There was a thread on this a couple of weeks ago.  Try and find it?  There weren't many conclusions really!


----------



## sbloom (22 October 2013)

Kuranda make suspended dog beds which the breeder of our new Dane puppy recommends, not cheap but we'll be getting one.


----------



## s4sugar (22 October 2013)

Kurunda beds are pretty good but no fabric is truely indestructable. For boarders that are inclined to chew I fill the plastic beds with shredded tea bag paper offcuts but in twenty odd years I have had a handful of dogs that would destroy anything they could get their jaws around. I have even tried fixing dirt trapper mats to boards. A staffie coming in today can demolish any bedding & the plastic bed too within an hour.


----------



## lachlanandmarcus (22 October 2013)

Tuffies make one which is guaranteed not to be eaten/chewed to bits, just one of their models (tho the rest are very tough and withstood my Dobermans habits, his record includes flinging the entire interior of a caravan into bits :-DD) 

Scroll down to The bottom of the page 'The Really Tough Tuffie"
http://www.tuffies.co.uk/dog-beds.asp


----------



## LittleMonster (22 October 2013)

I think if i could find something with the same material as a horse rug then it may be worth the money as she seems to only chew the ''softer'' and weaker materials! (she is an funny one!)

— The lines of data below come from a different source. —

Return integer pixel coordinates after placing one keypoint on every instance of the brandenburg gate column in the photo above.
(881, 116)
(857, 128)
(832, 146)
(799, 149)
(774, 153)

The really tough tuffie looks amazing!!! if only i had a spare 200 squids! I also like the 'tuffies plastic bed liner!' 

Thank you!


----------



## Twizzel (22 October 2013)

Tuffies all the way, ours is the only bed that spaniel hasn't chewed! Lasted 14 months and still as good as new.


----------



## sbloom (22 October 2013)

The Kurunda one seems to have very tough fabric which can't be chewed at all, only vulnerable to being scraped at by paws.  Because it is stretched out there is nothing that will feel vulnerable to her.  It also doesn't HAVE to have a soft topper of any kind, though the breeders use the tough cotton dirt trapper type door mats on their outdoor ones.


----------



## LittleMonster (22 October 2013)

sbloom said:



			The Kurunda one seems to have very tough fabric which can't be chewed at all, only vulnerable to being scraped at by paws.  Because it is stretched out there is nothing that will feel vulnerable to her.  It also doesn't HAVE to have a soft topper of any kind, though the breeders use the tough cotton dirt trapper type door mats on their outdoor ones.
		
Click to expand...

OMG! i googled the dog bed you had explained and look what i found! its not just a dog bed 
http://www.kurandadogbeds.org/Photos/Snyder the Dog Deer.jpg

they actually look quite comfy but knowing my little brother he will try and use it as a trampoline...!


----------



## DW Team (22 October 2013)

I was a little mean when our GSD puppy started to chew her bed and our shoe rack I put the smallest amount possible of cribox on the chew area.  She only tried it the once and touch wood she has never tried to chew anything again.


----------



## LittleMonster (22 October 2013)

DWTeam said:



			I was a little mean when our GSD puppy started to chew her bed and our shoe rack I put the smallest amount possible of cribox on the chew area.  She only tried it the once and touch wood she has never tried to chew anything again.
		
Click to expand...

That is actually i good idea! but she does have a sensitive stomach which i have just been able to work out how to manage! Things i do for her


----------



## CorvusCorax (22 October 2013)

TBH with dogs who routinely chew then I don't give them beds. I had an older female and she got a bit of Vetbed, if she chewed it or dragged it outside I removed it for a few days.

My current dog has ridiculously strong jaws and lives to hold and chew things. I refuse to spend money on expensive beds that he is going to wreck, and he's a young fit working type dog so he doesn't actually need a big comfy fluffy bed anyway, he gets old towels or fleeces as anything with any type of stuffing or filling is just to be emptied!

He also destroyed one of those suspended-type beds with the tough canvas, and he's also eaten rubber cow mats.


----------